In an exploratory analysis of second-line patients whose disease progressed after a first-line covalent BTK inhibitor, the median PFS was not reached (95 percent CI, 30.1-NE) in the PVR arm and was 28.3 months (95 percent CI, 20.5-NE) in the VR arm (HR=0.32 [95 percent CI, 0.14-0.73]), with 24-month PFS rates of 88 percent (95 percent CI, 75.7-94.6) and 52 percent (95 percent CI, 34.7-66.2), respectively, and consistent benefit was observed regardless of the specific prior covalent BTK inhibitor received.

Overall Survival (OS), a key secondary endpoint, was not yet mature at this analysis (HR=0.89 [95 percent CI, 0.57-1.40]), and final testing of OS superiority is planned at a future date. An additional secondary endpoint, Time to Next Treatment (TTNT), consistently favored the pirtobrutinib combination regimen (HR=0.50 [95 percent CI, 0.35-0.70]; nominal p<0.0001).

The overall safety profile of this regimen in BRUIN CLL-322 was consistent with the known safety profile of each medicine, with little additive toxicity observed with the addition of pirtobrutinib to venetoclax and rituximab. Rates of Grade ≥3 Adverse Events (AEs) were similar with PVR compared to VR (78.8 percent versus 73.0 percent, respectively). Low rates of any grade atrial fibrillation/flutter (3.5 percent versus 2.6 percent, respectively), hypertension (12.0 percent versus 7.4 percent, respectively), and hemorrhage (14.2 percent versus 10.6 percent, respectively) were seen with PVR versus VR. Grade ≥3 clinical AEs of interest included neutropenia (50.3 percent versus 43.7 percent, respectively) and tumor lysis syndrome (0.9 percent versus 3.9 percent, respectively) in the PVR and VR arms.

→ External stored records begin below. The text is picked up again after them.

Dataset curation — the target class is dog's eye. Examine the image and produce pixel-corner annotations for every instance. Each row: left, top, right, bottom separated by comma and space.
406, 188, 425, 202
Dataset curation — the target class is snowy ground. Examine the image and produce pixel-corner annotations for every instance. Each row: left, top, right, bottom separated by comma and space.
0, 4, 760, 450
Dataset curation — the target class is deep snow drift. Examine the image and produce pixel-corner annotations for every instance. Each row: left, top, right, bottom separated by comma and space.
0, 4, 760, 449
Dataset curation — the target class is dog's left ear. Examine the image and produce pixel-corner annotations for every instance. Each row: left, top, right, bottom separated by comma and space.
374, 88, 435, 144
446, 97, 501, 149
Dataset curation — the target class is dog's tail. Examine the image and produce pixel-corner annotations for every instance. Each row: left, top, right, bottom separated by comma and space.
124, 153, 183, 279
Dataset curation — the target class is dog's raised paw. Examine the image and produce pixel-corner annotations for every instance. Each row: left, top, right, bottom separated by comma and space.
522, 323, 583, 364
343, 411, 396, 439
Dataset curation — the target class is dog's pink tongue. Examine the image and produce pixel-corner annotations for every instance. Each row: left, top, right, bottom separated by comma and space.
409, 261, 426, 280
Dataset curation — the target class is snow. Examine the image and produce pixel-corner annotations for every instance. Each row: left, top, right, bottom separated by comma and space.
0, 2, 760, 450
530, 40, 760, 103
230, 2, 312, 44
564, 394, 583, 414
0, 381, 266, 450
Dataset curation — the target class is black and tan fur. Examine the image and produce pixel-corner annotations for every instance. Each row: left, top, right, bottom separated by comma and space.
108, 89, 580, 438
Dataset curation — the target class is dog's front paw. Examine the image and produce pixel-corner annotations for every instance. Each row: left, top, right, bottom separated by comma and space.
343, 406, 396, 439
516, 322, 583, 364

Discontinuation rates due to treatment-related AEs were similar across the PVR and VR study arms (5.4 percent versus 5.1 percent, respectively). The addition of pirtobrutinib to VR also allowed for downgrading of tumor lysis risk, with 78 percent of high-risk patients downgraded to medium (n=20) or low risk (n=18), and 61 percent of medium-risk patients downgraded to low risk.

Jacob Van Naarden, Executive Vice President (EVP) and President, Lilly Oncology, said, "These remarkable findings support the potential addition of 2 years of Jaypirca to a time-limited venetoclax-based regimen in relapsed or refractory CLL. BRUIN CLL-322 enrolled mostly covalent BTK inhibitor-pretreated population, ensuring that these results have applicability to the modern CLL treatment landscape where covalent BTK inhibitor use is now common. Additionally, these data further strengthen the unique body of evidence for Jaypirca across the CLL continuum, from monotherapy to combination therapy and across multiple settings where CLL patients need effective treatment."`

Lilly plans to submit results from the BRUIN CLL-322 study to global regulatory authorities with the goal of further expanding Jaypirca's label.